At a moment when the future of work is being decided—when businesses are questioning the value of physical office space and when lower-paid workers are agitating for better treatment as the economy reopens—what worked for this small, somewhat quirky tech company might be much less radical than the rest of the American workforce has been led to believe. People who work a four-day week generally report that they’re healthier, happier, and less crunched for time; their employers report that they’re more efficient and more focused. These companies’ success points to a tantalizing possibility: that the conventional approach to work and productivity is fundamentally misguided.

In 2011 my esteemed former colleague Caleb Newquist wrote about a survey in which a whopping 66% of finance professionals said they’d even be willing to take a salary hit of up to $18,000 a year in order to have a shorter workweek. And we know how y’all are about your money.

He touched on the obvious downside to this thusly:

Of course what isn’t mentioned is that even with a four-day work week, a number of people would just end up working longer hours on those four days and would spend a portion of their free day checking email and other various work-related activities.

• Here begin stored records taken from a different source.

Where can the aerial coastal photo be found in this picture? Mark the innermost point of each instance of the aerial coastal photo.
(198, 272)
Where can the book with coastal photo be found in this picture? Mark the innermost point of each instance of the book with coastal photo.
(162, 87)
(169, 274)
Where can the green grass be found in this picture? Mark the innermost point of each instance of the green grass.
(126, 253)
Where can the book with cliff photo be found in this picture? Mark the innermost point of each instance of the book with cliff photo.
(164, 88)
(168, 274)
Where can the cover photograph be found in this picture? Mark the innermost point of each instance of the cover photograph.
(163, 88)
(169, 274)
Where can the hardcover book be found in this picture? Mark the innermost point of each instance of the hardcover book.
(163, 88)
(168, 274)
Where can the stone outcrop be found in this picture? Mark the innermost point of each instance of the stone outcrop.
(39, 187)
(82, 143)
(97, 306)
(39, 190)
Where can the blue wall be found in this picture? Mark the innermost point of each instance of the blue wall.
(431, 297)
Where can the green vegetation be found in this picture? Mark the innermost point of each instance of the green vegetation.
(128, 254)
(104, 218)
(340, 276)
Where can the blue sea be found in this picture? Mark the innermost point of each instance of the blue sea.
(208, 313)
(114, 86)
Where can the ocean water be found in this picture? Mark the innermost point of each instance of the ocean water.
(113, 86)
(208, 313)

In the Big 4 (and the rest of the top 10-20 firms) however, there are people who are completely satisfied with the status quo and others willing to give their lives for the firm, so there’s little chance that you’ll see a big shift in culture.

You know, if the Big 4 exodus rages on like it has been this past year or so, there won’t be anyone left at accounting firms but the staunch defenders of the status quo. Funny, their reward for loyalty to the firm will just be more work because everyone who could share the load got the hell out of there long ago.

The Atlantic piece goes on to suggest — and this will come as a shock to some dead weight management at your firm who cannot possibly fathom such a thing — that overworking is nothing to be proud of. Here’s the thing about that. The entire rickety foundation of public accounting is built upon this idea that working more is noble, that you all sacrifice the life in work-life balance for the greater good because that’s just what you do. The firm even relies on you all to regulate one another, constantly measuring yourselves against your colleagues because obviously if ol’ Kevin on the team went to his kid’s soccer game one Sunday instead of billing half a day buried in an Excel sheet, then he must be a huge piece of shit who is dragging you all down. Kevin may or may not be a piece of shit, but the bigger piece of shit is the firm management understaffing the team and expecting you to do more and more work for the same amount of money.

The Atlantic piece continues:

Regardless of any benefits to businesses, stripping away all of work’s extra scaffolding and paying people the same amount for fewer hours—whether they’re salaried or paid hourly—would genuinely nurture human flourishing. It would make caregiving, personal development, and the management of modern life easier for people across the economic spectrum. And it would reignite an essential but long-forgotten moral project: making American life less about work.

That sound you just heard? Partners’ spleens recoiling up into their throats at the batshit insane concept of life being more than work. The horror!

Maybe if the Big 4 exodus gets bad enough one of the firms will get so desperate they float the idea of a four-day workweek to recruit talent. Hopefully it doesn’t work out like that whole “unlimited” PTO thing.